(Credits: Far Out / YouTube Still / Album Cover)
Tue 26 August 2025 8:00, UK
Whenever you go into a sort of strange, liminal, dissociative state, it usually takes a while to realise just how unsettling it is.
Or maybe it doesn’t, but perhaps it takes a while to realise why it feels that way. When Laurie Anderson created ‘O Superman’, she captured this feeling with “juxtaposed sinister and mundane imagery”.
Most people, when they listen to the song, are struck immediately by how uneasy it makes them feel. It’s easy to see why – anyone who listens to the track and gains comfort from it probably has a thing for dark, abstract music that places them in a strange state of contemplation. But the thing with ‘O Superman’ isn’t that it makes you think. In fact, it barely even does that. It’s the fact that it’s so strange and robotic and yet so slow and ambient that it captures a feeling we don’t even have a name for.
Before it was released, Anderson had already become something of a name in the art world because of her avant-garde work, specifically with the success of Duets on Ice. It was a strange concept, even by today’s standards, involving Anderson playing a violin (which she called a “ventriloquist’s dummy”) while wearing ice skates frozen in ice. She stopped playing when the ice melted. It was working with her friend, B. George, that pushed ‘O Superman’ into her lap, and even then, it took a while before it actually started to get radio play (not so surprisingly).
But perhaps even more surprising was that it wasn’t supposed to be a charting hit to begin with. At the time, it was sharing the same space as hits like ‘Kids in America’ and ‘Girls on Film’, a misplaced gem that seemed to be there by complete accident. A surprise hit that only caught on because of an unexpected endorsement from John Peel, ‘O Superman’ wasn’t like any other catchy commercial tune; it didn’t have a familiar verse structure, or a chorus, or any other formatting features littered all across the charts.

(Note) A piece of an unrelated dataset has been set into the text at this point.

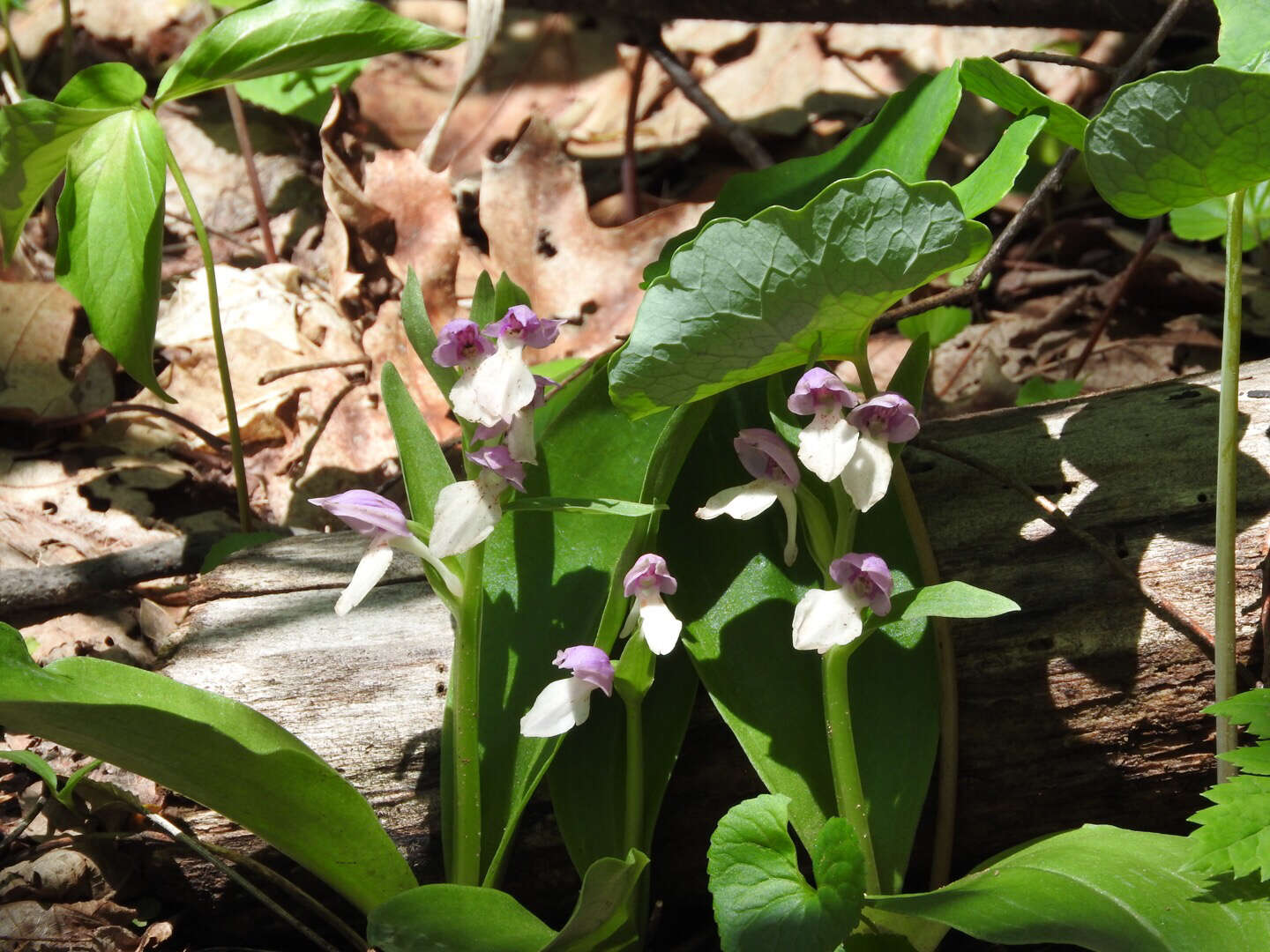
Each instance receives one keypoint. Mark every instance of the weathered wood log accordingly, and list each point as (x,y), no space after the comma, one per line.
(1082,707)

It starts with a string of disorienting “ha, ha, has” looped through an Eventide Harmoniser, with strange, cryptic lyrics that add to this strange sense of foreboding. “Hello? This is your Mother / Are you there? / Are you coming home?” Anderson says. “And I’ve got a message to give to you / Here come the planes.” Rather like a one-sided exchange where there is no receiver, at least, not at this current moment in time, it feels strange and dystopian because it lingers there – that mindless lamentation where nothing feels entirely real.
Most claim this to be the song that birthed modern, dissociative music, and it’s easy to see why. In fact, researchers have actually looked into the impact of songs like ‘O Superman’ on the listener, and how Anderson created a sound that felt like those strange, trance-like corners of our mind where that almost frozen state of contemplation comes from the two opposing forces of “sinister and mundane imagery”.
But while a lot of this impact comes from being detached from it, or from not knowing what the song actually means, it also feels as spine-tingling as it does because of its origin. We know from the lyrics that Anderson is talking about something dark. She even said so herself when it came to discussing its initial inspiration. But specifically, it was sparked by the Iran hostage crisis, carrying with it a disturbing message about war, violence and the perils of technology: a theme that still haunts us today.
“We were left with dead bodies, a pile of burning debris, and the hostages nowhere to be seen,” she said. “So I thought I’d write a song about all that and the failure of technology.”